“Rolling Papers” not Wiz’s best
Published: Sunday, April 17, 2011
Updated: Sunday, June 17, 2012 14:06
Cameron Thomas, better known as, Wiz Khalifa has exploded on to the music scene in the past few years. After first being mentioned on Rolling Stone Magazine's "artist to watch" list in 2006 he has had a top 25 single with, "Say Yeah," and continued to build his fan base as he released four critically acclaimed mixtapes in two years.
In 2009 he released "Flight School," "Burn After Rolling," and "How Fly," which was released with the rapper Curren$y. Khalifa continued this run with the mixtape that most critics and fans would say is his greatest to date, "Kush and Orange Juice."
Following the release of his most critically acclaimed work to date, Khalifa released "Cabin Fever" in 2011 and announced that he would be releasing his first studio album on a major label. On March 29, 2011 the highly anticipated and appropriately titled, "Rolling Papers" was released.
Khalifa has never been known for his lyrical prowess or socially conscious subject matter, but for his laid back style and flow. After the release of "Cabin Fever" many fans complained his sound was changing to a more poppy radio-friendly sound and the mutters of "sell-out" could be heard.
"Rolling Papers" features several songs that may further the arguments of Khalifa's haters. Tracks like "No Sleep," "Roll Up" and the beyond played out "Black and Yellow" are fitting of the criticisms, but the whole album does not suffer from these tracks.
"When I'm Gone" begins the album and serves as a mission statement for the rest of the album.
After with the opening line to his critics "They say all I rap about is bitches and champagne, you would to if every night you seen the same thing." The song also features one of the cooler beats on the album which had several producers, notably Jim Jonsin, StarGate and I.D. Labs.
The album has guest appearances from Curren$y, Too $hort and Chevy Woods.
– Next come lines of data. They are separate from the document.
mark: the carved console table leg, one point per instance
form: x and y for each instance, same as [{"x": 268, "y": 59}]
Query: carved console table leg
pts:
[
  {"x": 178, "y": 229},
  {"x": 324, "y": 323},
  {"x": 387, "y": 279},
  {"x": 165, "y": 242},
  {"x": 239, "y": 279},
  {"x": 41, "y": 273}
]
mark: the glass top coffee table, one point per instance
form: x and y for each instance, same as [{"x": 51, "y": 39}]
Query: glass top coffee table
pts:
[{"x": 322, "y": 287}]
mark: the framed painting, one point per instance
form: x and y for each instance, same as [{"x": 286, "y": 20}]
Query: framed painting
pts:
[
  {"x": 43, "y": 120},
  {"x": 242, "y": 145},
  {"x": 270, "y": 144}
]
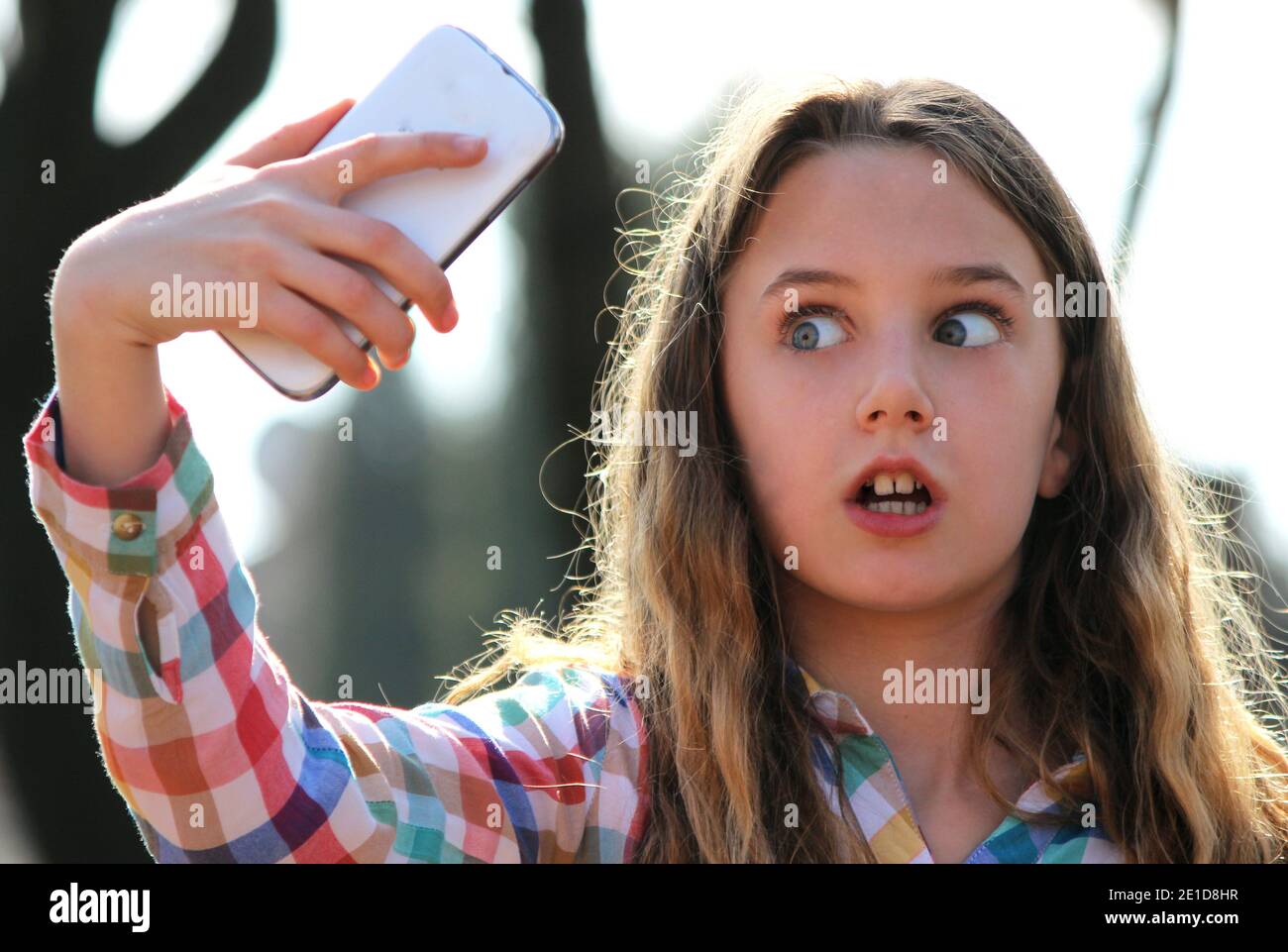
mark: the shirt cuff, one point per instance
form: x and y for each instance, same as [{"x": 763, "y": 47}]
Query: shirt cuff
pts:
[{"x": 124, "y": 530}]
Too $hort helps Wiz live up to the heaviest beat the album offers on "On My Level." "Star of the Show" is not one of the better tracks on the album, but one of Wiz's most featured rappers, Chevy Woods, ends the song with a strong verse. "Rooftops" is well polished as the chemistry between Khalifa and Curren$y is evident, but does not stand out on an album that at times becomes repetitive.
There is not a complete lack of versatility shown by Khalifa on the album, as several tracks stand out for their originality. "Get Your Shit" is a song about heartbreak that shows maybe Khalifa has more range than he is credited for as he lyrically goes deep and shows versatility that the album could have used more of. "Wake Up" is a feel good anthem that showcases Khalifa as he excels on a track typical of those he has had success with in the past.
"Hopes and Dreams" has a beat with great originality that sounds like a Kid CuDi track but is well done by Khalifa. "The Race" is a song that the mainstream will enjoy but fans of Wiz can also be happy with, as it does not differ from Khalifa's style greatly while still having mass appeal.
Tracks like "Fly Solo" and "Cameras" become lost in the albums often-repetitive sound and lack a reason for being there.
Ultimately Khalifa fans won't see this as Wiz's greatest release as he continues to try to recreate magic as he did on "Kush and Orange Juice."
One will wonder whether Khalifa can continue his career with a small repertoire of different sounds as his album began to sound repetitive. Fans will hope he will expand his sound to continue to grow as an artist rather than becoming a slave to record sales and mass appeal which has been the fate of rappers before Wiz.
Either way we can expect the same laid back flow that got him this far as he continues to leave his legacy on hip-hop.